The Marketplace Fairness Act is NOT fair and if enacted, there will be winners and losers. Among the losers are those customers who prefer to shop online where their purchases are mostly free from sales tax and those smaller companies who will find it difficult and/or expensive to comply. The winners will be the governments that will see an increase in tax revenue and the bigger online companies that will be able to fill the void left when the smaller companies either refuse to sale online or go out of business.

posted by southernpatriot
  • http://vforvandyke.com/ Stephen VanDyke

    This sounds eerily like the “Fair Share Law” from Atlas Shrugged.

  • http://www.facebook.com/stenrw Sten Wilson

    Back in 1992 when the Supreme Court last ruled on this issue it is important to note the decision focused on the burden of remittance not obligation. This is an important distiction as your article promotes the misinformation of online sales tax being mostly free from sales tax. Consumers have always been required since 1933 to self track and remit sales/use tax due on all their out of state purchases. Today that obligation includes out of state Internet purchases.

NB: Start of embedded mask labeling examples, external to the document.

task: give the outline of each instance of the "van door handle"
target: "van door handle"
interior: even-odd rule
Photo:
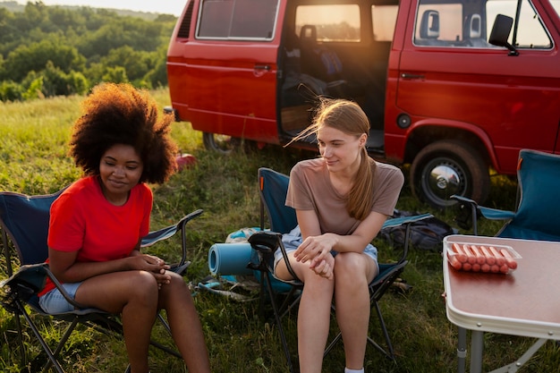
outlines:
[[[403,72],[401,74],[401,78],[403,79],[424,79],[426,78],[425,75],[421,75],[421,74],[409,74],[406,72]]]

    What many business owners need to know is the simplification set forth in the MArketplace Fairness Act encourages innovation, increased competition, and lower prices for consumers.

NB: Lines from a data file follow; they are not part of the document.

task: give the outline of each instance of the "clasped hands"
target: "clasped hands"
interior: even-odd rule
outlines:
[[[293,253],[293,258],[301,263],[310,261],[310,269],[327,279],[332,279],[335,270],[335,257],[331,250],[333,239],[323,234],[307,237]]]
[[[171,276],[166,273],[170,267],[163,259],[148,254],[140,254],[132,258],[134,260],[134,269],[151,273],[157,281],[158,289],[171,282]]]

    Internet savvy shoppers and merchants all agree that API protocol technologies taking into account dozens of variables easily provides real time shipping at checkout processes to over 40,000 different zip codes. Real time shipping has been a win win for merchants, shippers and consumers keeping pricing fair and competitive ultimately creating new markets and opportunities.

    Today the very same API technologies freely and seamlessly provide automated tax processing for any merchant to a mere 9,600 tax jurisdictions. Free automated tax processing is actually a win win for consumers, merchants and local governments keeping pricing fair and competitive ultimately creating new markets and opportunities.

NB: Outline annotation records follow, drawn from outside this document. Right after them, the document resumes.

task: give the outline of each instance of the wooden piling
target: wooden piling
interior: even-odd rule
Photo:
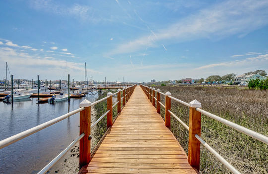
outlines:
[[[165,93],[165,125],[169,129],[170,129],[170,113],[168,110],[170,110],[171,101],[170,98],[168,96],[170,95],[171,95],[171,94],[169,92],[167,92]]]
[[[80,107],[85,108],[85,110],[80,112],[80,135],[85,134],[85,136],[79,142],[80,169],[90,161],[91,106],[91,103],[87,100],[84,100],[80,103]]]
[[[113,125],[113,94],[111,92],[107,93],[109,97],[107,99],[107,128]]]
[[[197,111],[196,108],[202,107],[202,106],[196,100],[191,101],[189,104],[188,163],[199,171],[200,142],[195,137],[195,135],[200,136],[201,113]]]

    Basic economics teaches us competition benefits consumers providing a strong supply of goods and services lowering demand and prices. I personally find it interesting that opponents of this legislation already using API technologies to deal with complexities of shipping (for some time now) all of a sudden find it too burdensome when it now challenges their only real market advantage; false tax free pricing. It is clear to me, a small business owner benefitting from automated tax processing, that a few well funded influential companies are frightened of new efficiencies, opportunities and competitiveness.

    The MFA simply grants States’ rights to collect existing sales/use tax already due in 45 states. The MFA encourages equal application of tax policy providing small businesses with free software, simplified tax policy standards, and a fair and competitive marketplace. Consumers benefit from lower pricing, and tax jurisdictions efficiently receive their honorable sales/use taxes already due ensuring a greater percentage of every tax dollar honorably remitted funds intended programs and services. That’s a trifecta in my book.

    • Susan

      To make it fair, when you go into a store while you’re on vacation, the clerk should ask you where you live, and where you’ll be taking your purchase, then tax you thus. After all, you may be vacationing in California, but you live in Idaho. So shouldn’t you have to pay Idaho sales tax on that purchase? That’s what you’re asking of online merchants: To pay sales tax NOT on where the item was purchased, but on where it ultimately will be used. The Act will devastate tens of thousands of small businesses nationally, eliminating that competition you profess to support. Any sole proprietorship (the majority of small internet sellers) who cannot afford a full-time accountant will be out of business. It’s as simple as that. Unless that software includes registering as a business entity in all 50 states, and filing tax returns in all 50 states, it will be useless. On top of that, you’re asking people to pay sales taxes in states where they have no presence. That’s taxation without representation, and it’s unconstitutional.

  • Revolution

    What’s next? We have to pay State Income Tax based on where our clients reside rather than where we live?